On 28 March 2017 the Australian Bankers’ Association (ABA) released its response to Mr Phil Khoury’s independent review of the Code of Banking Practice (Code) issued on 20 February 2017 (Khoury Report). The Code applies to personal and small business bank customers and sets out the banking industry’s key commitments and obligations to customers on standards of practice, disclosure and principles of conduct for their banking services. Our update on the Khoury Report is available here.
On 28 April the ABA also responded to the Australian Small Business and Family Enterprise Ombudsman’s report which was issued on 6 February 2017 (Carnell Report).
The Carnell Report was produced by the Australian Small Business and Family Enterprise Ombudsman (ASBFEO) following her investigation into the adequacy of the law and practices governing financial lending to small businesses. Our update on the Carnell Report is available here.

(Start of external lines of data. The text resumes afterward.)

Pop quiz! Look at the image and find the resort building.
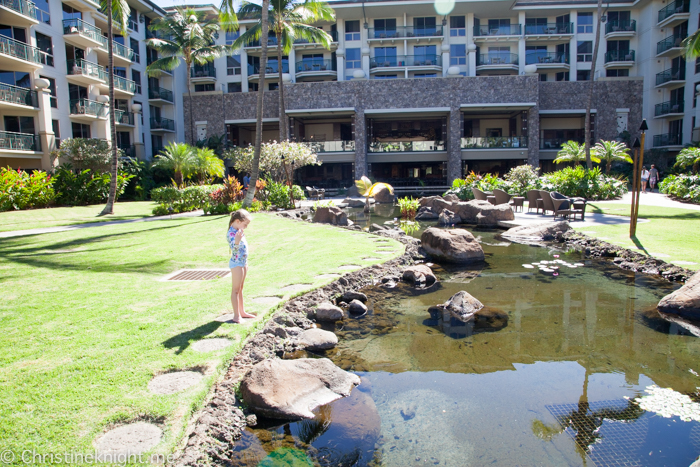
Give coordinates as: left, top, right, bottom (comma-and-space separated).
0, 0, 184, 169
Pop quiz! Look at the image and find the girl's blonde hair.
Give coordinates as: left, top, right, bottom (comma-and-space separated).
228, 209, 253, 229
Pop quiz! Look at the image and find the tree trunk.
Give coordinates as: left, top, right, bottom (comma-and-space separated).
584, 0, 603, 170
100, 1, 119, 215
243, 0, 270, 208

The ABA has not accepted several key recommendations made by the ASBFEO, setting the scene for a showdown between the two bodies. With banks under fire in the recent Federal Budget and faced with the announcement of a new Australian Financial Complaints Authority which will have broader jurisdiction and wider powers than FOS, we will report on further developments as they arise.
Response to Khoury Report
Overall, the Khoury Report recommended a complete redraft of the Code with a ‘modern structure’ using key principles, in plain language with fewer carve-outs and exceptions, with supporting detail in separate Industry Guidelines. Many of the report’s recommendations were similar to recommendations made in the Carnell Report. The 240 page report made a total of 99 recommendations. Approximately 20 of these recommendations related to small business lending which, if adopted, would result in significant reform of small business banking practices.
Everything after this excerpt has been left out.